Safety...Safety...and more Safety.  The ideal dog box will let your dog stand up, turn around, and lay back down.  As Tag-a-Long said a dog in a dog box is much more safer than in an open bed of the truck.  Actually the box will keep your dog cooler in the summer and warmer in the winter.  This past weekend my 2 stayed in the box while I judged a hunt test, and had no problems


----------



## Murphy (Mar 9, 2010)

Raise a pup up to maturity and get him good at his job then realize someone just unchained your dog/friend/hunting buddy/money hole  then you'll learn you (besides all the reasons above) can LOCK a dog box


----------



## grouper throat (Mar 9, 2010)

Simple- putting them on a chain is not safe for the dog(s) while transporting them. A long chain and they might try and jump out or get wrapped up and choke to death. 

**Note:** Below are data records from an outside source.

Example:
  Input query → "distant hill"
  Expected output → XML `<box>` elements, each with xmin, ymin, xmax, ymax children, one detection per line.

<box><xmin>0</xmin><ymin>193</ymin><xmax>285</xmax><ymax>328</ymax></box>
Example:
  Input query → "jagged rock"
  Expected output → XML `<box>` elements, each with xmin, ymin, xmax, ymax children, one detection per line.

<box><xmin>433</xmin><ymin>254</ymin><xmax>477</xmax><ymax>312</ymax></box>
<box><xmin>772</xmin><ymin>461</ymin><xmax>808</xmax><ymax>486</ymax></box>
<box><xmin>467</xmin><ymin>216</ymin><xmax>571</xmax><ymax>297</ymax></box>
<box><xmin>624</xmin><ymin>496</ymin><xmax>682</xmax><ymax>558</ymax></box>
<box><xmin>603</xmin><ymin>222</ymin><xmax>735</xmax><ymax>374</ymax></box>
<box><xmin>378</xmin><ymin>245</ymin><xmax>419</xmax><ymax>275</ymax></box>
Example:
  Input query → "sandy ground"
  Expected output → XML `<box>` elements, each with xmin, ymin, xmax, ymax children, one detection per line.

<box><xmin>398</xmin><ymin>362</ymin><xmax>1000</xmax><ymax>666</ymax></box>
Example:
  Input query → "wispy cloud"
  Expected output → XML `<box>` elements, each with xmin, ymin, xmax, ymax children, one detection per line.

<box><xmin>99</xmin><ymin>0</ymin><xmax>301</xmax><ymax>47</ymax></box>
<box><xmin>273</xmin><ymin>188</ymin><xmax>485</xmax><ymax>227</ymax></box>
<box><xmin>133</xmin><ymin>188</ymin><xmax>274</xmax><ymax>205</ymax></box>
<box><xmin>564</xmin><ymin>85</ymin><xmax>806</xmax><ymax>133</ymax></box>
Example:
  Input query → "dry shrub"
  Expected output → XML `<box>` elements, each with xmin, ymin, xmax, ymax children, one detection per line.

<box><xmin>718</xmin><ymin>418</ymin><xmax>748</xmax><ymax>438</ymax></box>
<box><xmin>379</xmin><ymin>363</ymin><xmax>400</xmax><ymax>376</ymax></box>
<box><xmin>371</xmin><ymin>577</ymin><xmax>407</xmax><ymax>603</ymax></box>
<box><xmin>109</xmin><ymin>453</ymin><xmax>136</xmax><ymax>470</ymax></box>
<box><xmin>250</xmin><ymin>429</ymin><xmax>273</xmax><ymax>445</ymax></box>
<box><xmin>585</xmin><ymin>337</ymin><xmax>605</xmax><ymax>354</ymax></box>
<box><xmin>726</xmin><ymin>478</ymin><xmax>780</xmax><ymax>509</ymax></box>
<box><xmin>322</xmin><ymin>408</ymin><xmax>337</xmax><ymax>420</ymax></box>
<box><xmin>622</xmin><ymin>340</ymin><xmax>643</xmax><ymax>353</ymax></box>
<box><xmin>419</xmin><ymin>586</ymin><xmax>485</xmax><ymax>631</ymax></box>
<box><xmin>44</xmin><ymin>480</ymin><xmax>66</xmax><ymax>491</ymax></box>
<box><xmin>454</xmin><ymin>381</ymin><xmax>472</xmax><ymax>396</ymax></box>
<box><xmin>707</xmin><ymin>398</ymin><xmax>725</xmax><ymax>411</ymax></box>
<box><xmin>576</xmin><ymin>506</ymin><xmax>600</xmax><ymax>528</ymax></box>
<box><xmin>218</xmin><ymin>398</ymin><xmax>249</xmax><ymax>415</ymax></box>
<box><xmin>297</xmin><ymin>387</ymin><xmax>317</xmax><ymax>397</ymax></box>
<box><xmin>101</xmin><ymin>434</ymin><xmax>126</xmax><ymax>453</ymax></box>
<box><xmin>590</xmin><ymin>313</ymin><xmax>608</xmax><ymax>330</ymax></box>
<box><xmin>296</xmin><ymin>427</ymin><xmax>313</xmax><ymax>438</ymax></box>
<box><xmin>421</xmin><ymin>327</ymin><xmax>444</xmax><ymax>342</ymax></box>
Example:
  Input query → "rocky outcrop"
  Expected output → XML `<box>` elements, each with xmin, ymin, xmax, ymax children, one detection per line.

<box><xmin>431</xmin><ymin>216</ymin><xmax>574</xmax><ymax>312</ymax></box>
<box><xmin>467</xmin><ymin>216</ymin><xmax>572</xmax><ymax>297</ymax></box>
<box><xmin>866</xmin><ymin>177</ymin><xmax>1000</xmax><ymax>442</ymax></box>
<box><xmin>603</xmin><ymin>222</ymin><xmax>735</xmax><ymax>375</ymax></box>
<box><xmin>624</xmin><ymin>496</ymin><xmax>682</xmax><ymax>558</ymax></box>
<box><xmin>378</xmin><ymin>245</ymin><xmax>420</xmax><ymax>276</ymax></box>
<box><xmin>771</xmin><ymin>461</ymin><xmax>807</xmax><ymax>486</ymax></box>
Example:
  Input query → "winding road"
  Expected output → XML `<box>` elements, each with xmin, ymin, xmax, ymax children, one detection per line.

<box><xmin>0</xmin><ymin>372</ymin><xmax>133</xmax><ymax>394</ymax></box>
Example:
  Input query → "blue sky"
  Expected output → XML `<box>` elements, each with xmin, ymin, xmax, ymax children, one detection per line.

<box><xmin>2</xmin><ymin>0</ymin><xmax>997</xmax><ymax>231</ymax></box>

I run 4-6 dogs nearly every weekend but even if I only had one I would still own a large crate/kennel to put them in. I love my dogs and spend way too much time and money on them to transport them in a dangerous fashion, plus it's my responsibility to care for them in a safe manner as a houndsman.


----------



## Browning88 (Mar 16, 2010)

We use them because we run so many dogs, also I just got back from a Field Trial in Indiana, 9 dogs don't fit in a truck bed that well or on the long of a trip.  And as high strung as a GSP is, I'd be afraid to put them in the truck bed!!


----------



## Dog Hunter (Mar 16, 2010)

For all the reasons stated.  For the ones that talk about locking your box.  Had a buddy that was all excited about his new locking dog box.   He was not near excited after I pointed out the fact that it needed to be anchored to the truck bed somehow and the fact that a lot of the lock/handle sets that are on dogs boxes are not really that great.  You can reach to the inside of a locked handle and slide the latch over.  Just be careful you are as safe as you think.


----------



## noggin nocker (Mar 16, 2010)

A dog chained to the back of a pickup assuming an exact middle point connection with absoluty no slack in the chain "might" work depending on the size of the dog.  However, thats impossible so anyone that chains or ties their dog in the back of the risks severe injury to the dog due to the animal jumping, slipping over the side or god forbid, an accident in which case decapitation is a certainty. If the animal is in a box, its much safer and is basic common sense.


----------



## ch035 (Mar 16, 2010)

you havent watched a dog roll down the hwy after falling out of a truck i guess...then you would understand


----------



## JohnBenoit09 (Mar 17, 2010)

Makes sense to me to have one. I deffently dont make out of state trips like some of you do. I make sure she is chained down in the middle with no slack except to stand up. I dont carry my dog around that much, just trying to get everything planned for a GSP I plan to get. Thanks


----------



## mdhall (Mar 19, 2010)

I have a kennel I use in the winter time or in the heat of the summer, but my dog rides on a tether in the middle of the toolbox most of the time. I dare someone to try to take him off, they'd lose a hand.


----------



## shdybrady19 (Mar 20, 2010)

i think its more a mind set also. When you grab your dogs leash what does he do? He think he is going for a walk. Or when he sees the dog food bag. He is getting fed. When he gets in that dog box he knows whats about to come


----------



## GA DAWG (Mar 20, 2010)

I cant think of a single reason not to use one! Plus I can put all my crap in the top storage..Gotta have that


----------